Vendredi 28 avril, le conseil des prud’hommes de Longjumeau (Essonne) a requalifié un CNE en CDI, confirmant ainsi l’analyse des syndicats : le conseil a estimé, en s’appuyant sur un arrêt de la Cour de cassation, que l’ordonnance créant le CNE était contraire au droit international (lire ci-dessous l’article paru dans la revue Justice du Syndicat de la Magistrature).

Le gouvernement contre-attaque : pour éviter une confirmation en appel de la décision de Longjumeau qui rend caduc le CNE, le préfet de l’Essone demande qu’il appartienne au juge administratif de traiter l’affaire ...

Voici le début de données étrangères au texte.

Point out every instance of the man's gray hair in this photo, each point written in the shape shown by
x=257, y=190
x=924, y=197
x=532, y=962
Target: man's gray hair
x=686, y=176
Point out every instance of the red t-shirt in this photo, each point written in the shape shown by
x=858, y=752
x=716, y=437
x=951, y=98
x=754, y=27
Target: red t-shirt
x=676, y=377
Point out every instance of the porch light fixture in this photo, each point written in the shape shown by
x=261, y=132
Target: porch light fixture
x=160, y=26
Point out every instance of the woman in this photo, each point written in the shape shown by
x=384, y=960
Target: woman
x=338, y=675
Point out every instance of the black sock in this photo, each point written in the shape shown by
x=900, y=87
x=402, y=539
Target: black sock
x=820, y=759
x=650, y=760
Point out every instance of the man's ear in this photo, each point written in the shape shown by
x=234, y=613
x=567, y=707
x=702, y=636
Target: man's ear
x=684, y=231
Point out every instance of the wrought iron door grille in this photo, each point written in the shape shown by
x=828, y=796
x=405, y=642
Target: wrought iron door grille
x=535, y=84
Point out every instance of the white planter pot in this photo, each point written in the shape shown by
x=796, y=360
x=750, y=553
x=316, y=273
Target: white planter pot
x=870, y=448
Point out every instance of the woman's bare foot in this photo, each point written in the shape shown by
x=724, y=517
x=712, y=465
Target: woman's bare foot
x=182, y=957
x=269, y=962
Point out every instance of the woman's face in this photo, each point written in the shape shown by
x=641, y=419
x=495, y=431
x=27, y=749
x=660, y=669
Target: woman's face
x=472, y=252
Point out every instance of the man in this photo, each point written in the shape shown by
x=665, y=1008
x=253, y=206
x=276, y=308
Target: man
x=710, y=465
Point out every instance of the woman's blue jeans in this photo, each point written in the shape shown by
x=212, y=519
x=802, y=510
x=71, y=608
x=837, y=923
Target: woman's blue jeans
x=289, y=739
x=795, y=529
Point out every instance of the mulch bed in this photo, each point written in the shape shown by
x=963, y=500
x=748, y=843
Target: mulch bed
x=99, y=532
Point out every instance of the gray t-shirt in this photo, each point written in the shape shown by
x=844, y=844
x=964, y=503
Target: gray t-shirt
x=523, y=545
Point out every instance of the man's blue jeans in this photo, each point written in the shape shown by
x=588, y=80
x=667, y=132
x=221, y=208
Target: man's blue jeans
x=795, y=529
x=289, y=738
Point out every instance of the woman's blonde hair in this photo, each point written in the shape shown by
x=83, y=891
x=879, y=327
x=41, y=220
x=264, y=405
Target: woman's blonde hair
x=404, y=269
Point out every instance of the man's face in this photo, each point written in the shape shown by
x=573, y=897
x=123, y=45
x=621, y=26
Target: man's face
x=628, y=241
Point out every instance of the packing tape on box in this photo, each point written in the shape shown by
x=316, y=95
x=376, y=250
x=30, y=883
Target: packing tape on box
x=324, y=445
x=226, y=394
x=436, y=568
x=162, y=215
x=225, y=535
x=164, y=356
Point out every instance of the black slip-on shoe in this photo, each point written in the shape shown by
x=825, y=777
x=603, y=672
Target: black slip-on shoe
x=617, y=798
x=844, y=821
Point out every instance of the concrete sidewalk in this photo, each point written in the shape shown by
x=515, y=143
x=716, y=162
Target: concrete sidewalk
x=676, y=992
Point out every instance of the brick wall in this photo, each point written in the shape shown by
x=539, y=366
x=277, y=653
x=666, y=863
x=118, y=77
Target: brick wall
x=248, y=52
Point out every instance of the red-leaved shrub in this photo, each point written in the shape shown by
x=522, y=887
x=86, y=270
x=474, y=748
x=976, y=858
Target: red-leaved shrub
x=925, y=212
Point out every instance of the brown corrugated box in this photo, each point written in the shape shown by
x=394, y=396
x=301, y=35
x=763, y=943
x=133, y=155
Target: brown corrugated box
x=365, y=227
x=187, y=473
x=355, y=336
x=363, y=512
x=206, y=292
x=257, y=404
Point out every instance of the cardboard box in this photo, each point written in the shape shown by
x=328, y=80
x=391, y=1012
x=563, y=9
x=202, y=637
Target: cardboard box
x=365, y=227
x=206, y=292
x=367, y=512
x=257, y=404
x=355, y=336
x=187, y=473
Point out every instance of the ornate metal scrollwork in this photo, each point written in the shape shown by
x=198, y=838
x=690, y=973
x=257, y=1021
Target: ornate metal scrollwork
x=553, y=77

Le vendredi 28 septembre, le parquet estimait que la cour d’appel était compétente, contre la demande du préfet.
Jugement sur cette requête le 20 octobre.


article modifié le 29 septembre 2006

Le gouvernement ne veut pas laisser aux juges le contrat nouvelles embauches

Le Monde du 13 septembre 2006

Pour garantir l’avenir de son contrat nouvelles embauches (CNE), le gouvernement a discrètement engagé, au cœur de l’été, une bataille juridique décisive. Le 19 juillet, le préfet de l’Essonne a contesté à la cour d’appel de Paris sa compétence pour juger une affaire traitée en première instance par les prud’hommes de Longjumeau.

Selon le préfet, il appartient au juge administratif de se prononcer sur le CNE car celui-ci a été créé par une ordonnance et non une loi. Objectif : éviter que la Cour de cassation n’enterre le CNE pour son illégalité. En avril, les prud’hommes de Longjumeau avaient donné raison à une salariée, d’abord engagée en CDD, qui avait signé un CNE puis avait été licenciée aussitôt après. Suivant les instructions de la chancellerie (Le Monde du 23 mars), le parquet a fait appel de cette décision, tout comme l’employeur. L’audience devant la cour d’appel est prévue le 22 septembre.

Selon le jugement de Longjumeau, "l’ordonnance du 2 août 2005 instituant le CNE est contraire à la convention 158 de l’Organisation internationale du travailet ne peut recevoir application en droit français." La convention de l’OIT encadre le licenciement : l’ancienneté requise pour bénéficier du droit commun des salariés doit avoir une durée "raisonnable", sauf exception. Selon les prud’hommes, la période de consolidation du CNE, deux ans, est "une durée unique ne dépendant pas des conditions propres à chaque emploi" et "nécessairement déraisonnable".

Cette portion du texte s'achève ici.